White supremacists think this Ann Coulter tweet is a secret Nazi code

Ann Coulter during her speech
Impact

Conservative commentator Ann Coulter tweeted a single number, and neo-Nazis on Twitter went wild.

The tweet was simple: "14!" — the number of full days President Barack Obama is still in office. But the number is also a white supremacist symbol: "14" refers to the "14 words," which the Anti-Defamation League calls the "most popular white supremacist slogan in the world." The words are, "We must secure the existence of our people and a future for white children." 

Coulter's fans responded almost unanimously with "88!" — code for "HH," or "Heil Hitler." Answering a "14" with an "88" is a common call-and-response chant for white supremacists (or, as the racist, Trump-cheering, far-right zealots on the internet call themselves now, the "alt-right").

In an email, Coulter told Mic, "I have tweeted the number of days Obama has left in office at least 50 times. anyone who hasn't figured that out by now is retarded." (Her last "countdown" tweet appears to be from Dec. 7.)

Ann Coulter/Twitter
Twitter

Coulter knows exactly what the "alt-right" is: As recently as December 2015, she called it a "'white power' movement" in an email to BuzzFeed. But she dismissed the idea that the group's racism would be a cultural force: "That says nothing about me or Donald Trump."
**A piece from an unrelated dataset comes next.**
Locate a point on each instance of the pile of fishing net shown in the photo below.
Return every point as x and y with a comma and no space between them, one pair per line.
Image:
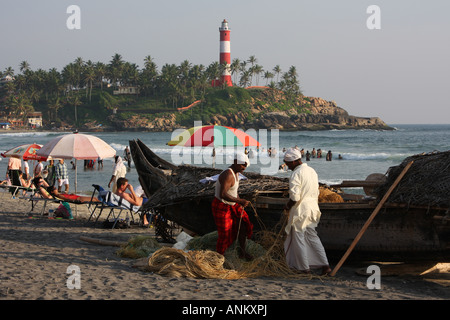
328,196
Her claim barely holds water now. Coulter, who wrote a book in support of Trump's anti-immigration policy, has made a name for herself over the past two decades by stoking the same anti-black, anti-Muslim and anti-Jewish fears that propelled today's white nationalist movement. Openly racist influencers like Richard Spencer and Milo Yiannopoulos, who often set the bilious agenda for an army of trolls on Twitter, have Coulter, in part, to thank for their support.

In fact, in August 2015, just months before clarifying her stance to BuzzFeed, she seemed to play directly to the so-called movement:

The line "We must secure the existence of our people" incites the same fears of immigrants and diversity as Coulter's published brand of nationalism. "As America diversifies ... we pick up a lot more corruption," she wrote in In Trump We Trust: E Pluribus Awesome! "Almost any immigrant to America makes it less honest."

So Coulter ostensibly didn't mean to tweet support for this particular brand of white nationalism. Whether or not she'll admit it, however, she continues to help take the movement mainstream. 

Jan. 5, 2017, 4:40 p.m.: This story has been updated.